Carrot cake. It comes in so many forms. There’s the way too sweet one found in diners, and the ten layer version — insert exclamation point here — we had at dinner. At a Russian cafe in Brooklyn’s Bay Ridge I recently tasted one made with beets and a burnt meringue frosting. Lovely.
Then there is the Moosewood. Ah, the Moosewood. So many memories. This iconic cookbook was given to me by a dear friend and college roommate alongside the Enchanted Broccoli Forest. One of the first recipes I made was carrot cake, only partly because my dad loved it. Almost as much as he adored cheesecake.
The Moosewood was written in the era of processed sugar as mortal enemy and macrobiotic diets the choice of those who these days would most likely be vegan.
The writing was comforting, and the visuals were charming. Indeed, founding member and chef Molly Katzen says, “The Moosewood Cookbook grew, in part, out of a looseleaf binder filled with random notes intended to help keep track of what we were cooking in the tiny kitchen of our modest 1970s restaurant.”
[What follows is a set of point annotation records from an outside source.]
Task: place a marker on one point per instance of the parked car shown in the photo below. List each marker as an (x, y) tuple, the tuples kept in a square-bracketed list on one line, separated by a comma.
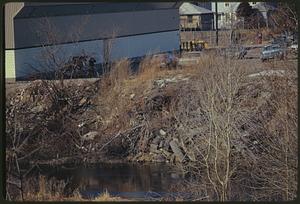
[(235, 52), (272, 51), (169, 60)]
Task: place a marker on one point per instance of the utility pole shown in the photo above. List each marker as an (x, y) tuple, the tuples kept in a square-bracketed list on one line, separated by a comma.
[(217, 34)]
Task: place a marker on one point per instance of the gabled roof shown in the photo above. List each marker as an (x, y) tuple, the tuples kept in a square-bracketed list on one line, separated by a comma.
[(263, 6), (191, 9)]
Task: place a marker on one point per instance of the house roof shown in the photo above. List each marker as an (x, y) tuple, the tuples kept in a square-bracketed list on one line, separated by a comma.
[(191, 9), (263, 6), (64, 9)]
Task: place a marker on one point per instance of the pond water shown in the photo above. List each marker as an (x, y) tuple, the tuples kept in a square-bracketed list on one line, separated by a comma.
[(139, 181)]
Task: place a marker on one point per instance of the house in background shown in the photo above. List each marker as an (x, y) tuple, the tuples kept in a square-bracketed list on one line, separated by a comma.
[(193, 17), (227, 11), (37, 32)]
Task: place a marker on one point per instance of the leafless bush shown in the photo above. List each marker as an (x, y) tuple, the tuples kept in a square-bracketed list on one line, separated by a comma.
[(242, 131)]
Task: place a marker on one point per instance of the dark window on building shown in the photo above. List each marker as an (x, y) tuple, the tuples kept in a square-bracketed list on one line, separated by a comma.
[(219, 17)]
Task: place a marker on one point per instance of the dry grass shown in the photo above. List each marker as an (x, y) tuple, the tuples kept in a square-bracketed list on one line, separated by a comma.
[(52, 190)]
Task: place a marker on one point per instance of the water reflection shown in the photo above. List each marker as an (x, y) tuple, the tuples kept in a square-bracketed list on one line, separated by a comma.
[(126, 180)]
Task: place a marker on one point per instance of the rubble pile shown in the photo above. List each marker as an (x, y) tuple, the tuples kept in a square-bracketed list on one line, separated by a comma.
[(162, 123)]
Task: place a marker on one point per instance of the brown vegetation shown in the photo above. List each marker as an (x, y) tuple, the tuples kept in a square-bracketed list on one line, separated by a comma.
[(235, 135)]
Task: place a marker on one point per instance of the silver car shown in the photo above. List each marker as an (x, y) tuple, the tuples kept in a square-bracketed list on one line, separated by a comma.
[(271, 52)]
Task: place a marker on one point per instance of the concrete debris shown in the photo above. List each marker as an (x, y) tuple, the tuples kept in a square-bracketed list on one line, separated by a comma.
[(162, 132), (89, 136), (177, 151)]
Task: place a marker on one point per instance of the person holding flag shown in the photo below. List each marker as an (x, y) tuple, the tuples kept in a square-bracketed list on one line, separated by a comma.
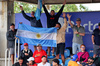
[(35, 17), (52, 19)]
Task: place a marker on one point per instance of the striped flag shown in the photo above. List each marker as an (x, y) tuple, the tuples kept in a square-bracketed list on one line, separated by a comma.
[(34, 36), (38, 11)]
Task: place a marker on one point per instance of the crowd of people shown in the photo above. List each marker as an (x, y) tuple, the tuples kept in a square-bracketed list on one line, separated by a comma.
[(39, 57)]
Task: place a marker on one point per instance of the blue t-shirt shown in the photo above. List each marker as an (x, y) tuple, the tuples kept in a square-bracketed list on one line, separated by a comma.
[(96, 34), (86, 64)]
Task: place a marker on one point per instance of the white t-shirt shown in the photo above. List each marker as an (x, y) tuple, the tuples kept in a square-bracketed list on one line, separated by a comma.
[(41, 64)]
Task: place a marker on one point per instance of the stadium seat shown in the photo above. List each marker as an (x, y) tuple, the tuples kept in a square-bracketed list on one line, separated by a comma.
[(90, 51), (66, 62), (66, 53)]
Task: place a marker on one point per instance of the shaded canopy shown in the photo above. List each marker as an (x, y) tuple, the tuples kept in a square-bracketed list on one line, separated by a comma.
[(61, 1)]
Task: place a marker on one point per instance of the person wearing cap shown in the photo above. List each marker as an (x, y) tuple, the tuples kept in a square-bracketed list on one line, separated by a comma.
[(26, 53), (79, 32), (31, 62), (39, 53), (61, 39), (44, 62), (55, 62), (20, 62), (73, 62), (11, 36), (32, 20), (96, 41), (83, 55), (90, 62), (52, 19)]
As a self-published author — should I be saying “independently published”? — I was thrilled to read Katzen’s introduction to the 40th Anniversary Addition -- wherein she discussed the Moosewood’s modest publishing history: “Our customers…also wanted to be able to replicate what we were making in their own kitchens. Requests for copies became routine…eventually I put together a series of pages…eight hundred copies of the resulting booklet sold out in a week.”
And here were are. Time to make carrot cake.